Oleh sebab inilah, kita patut mencoba memahami ulang kemunculan HRS baik sebagai pemegang komando aksi massa 411 dan 212, kemudian didaulat menjadi Imam Besar Umat Islam ini apakah sebuah representasi umat atau cuma sebagian umat Islam yang setuju dengan beliau? Atau gelar Imam Besar Umat Islam tersebut hanyalah bagian dari pencitraan yang dimitoskan kemudian dikuatkan agar menjadi “kekuatan” dalam mengendalikan massa dibawahnya?

Dua pertanyaan besar ini adalah bagian usaha untuk memahami dunia lebih baik, agar umat tidak terjerumus kepada soal-soal yang berpotensi sebagai pengalihan isu atau terbawa pada arus konstruksi populisme yang akan menjadikan umat ini malah dijadikan komoditas politik yang bisa dimanfaatkan oleh mereka yang punya modal.

Jawaban dua pertanyaan ini akan membuat kita sebagai umat akan lebih hati-hati dalam menegaskan mendaulat seseorang pada posisi penting khususnya dalam bidang agama, sebab akan malah menjadikan agama kita mudah untuk diperalat jika jatuh pada pilihan yang salah.

Saya akan menutup tulisan ini dengan menterjemahkan secara bebas bait pertama dalam kitab Alfiyah Kalamuna Lafzun Mufidun Kastaqim dengan arti “perkataan (baca kehidupan) kita adalah yang seharusnya bermanfaat pada orang lain dan beristiqamahlah dengan itu”.

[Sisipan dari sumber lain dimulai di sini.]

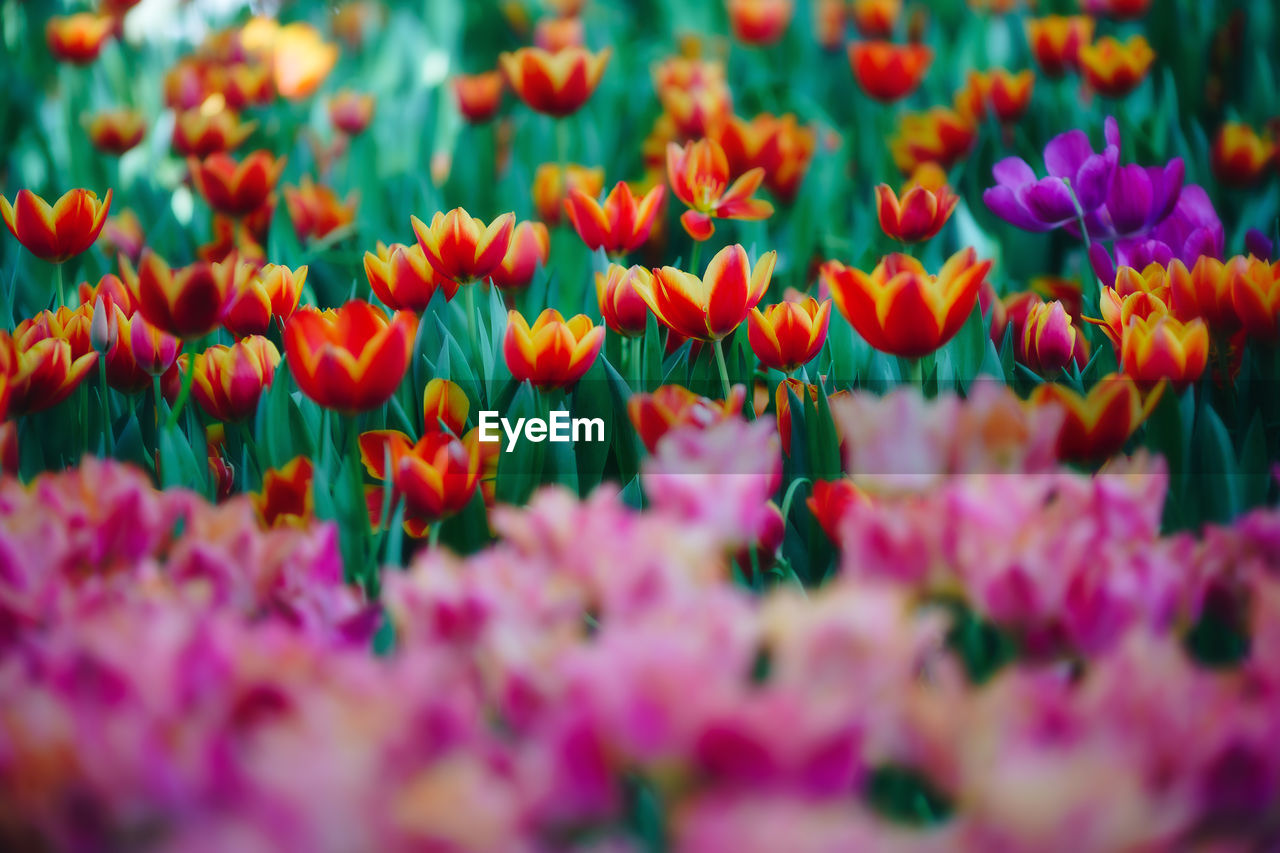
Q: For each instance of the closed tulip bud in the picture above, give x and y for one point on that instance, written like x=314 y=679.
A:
x=530 y=247
x=444 y=406
x=1112 y=68
x=461 y=247
x=676 y=407
x=1097 y=425
x=287 y=500
x=231 y=381
x=1162 y=347
x=621 y=224
x=351 y=359
x=554 y=83
x=236 y=188
x=903 y=310
x=60 y=231
x=479 y=96
x=621 y=305
x=888 y=72
x=553 y=352
x=789 y=334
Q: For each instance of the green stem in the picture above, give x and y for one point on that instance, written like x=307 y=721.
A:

Gelar Imam Besar Umat Islam dan komando HRS atas dua aksi tersebut sampai saat ini masih terasa lebih pada pencitraan dan cenderung pada apa yang disebut oleh Ernesto Laclau sebagai pemimpin kharismatik dalam gerakan populisme, ini disebabkan gerakan yang beliau komandoi dan gelar Imam Besar tersebut belum bergerak pada ketertindasan manusia atas manusia yang lain.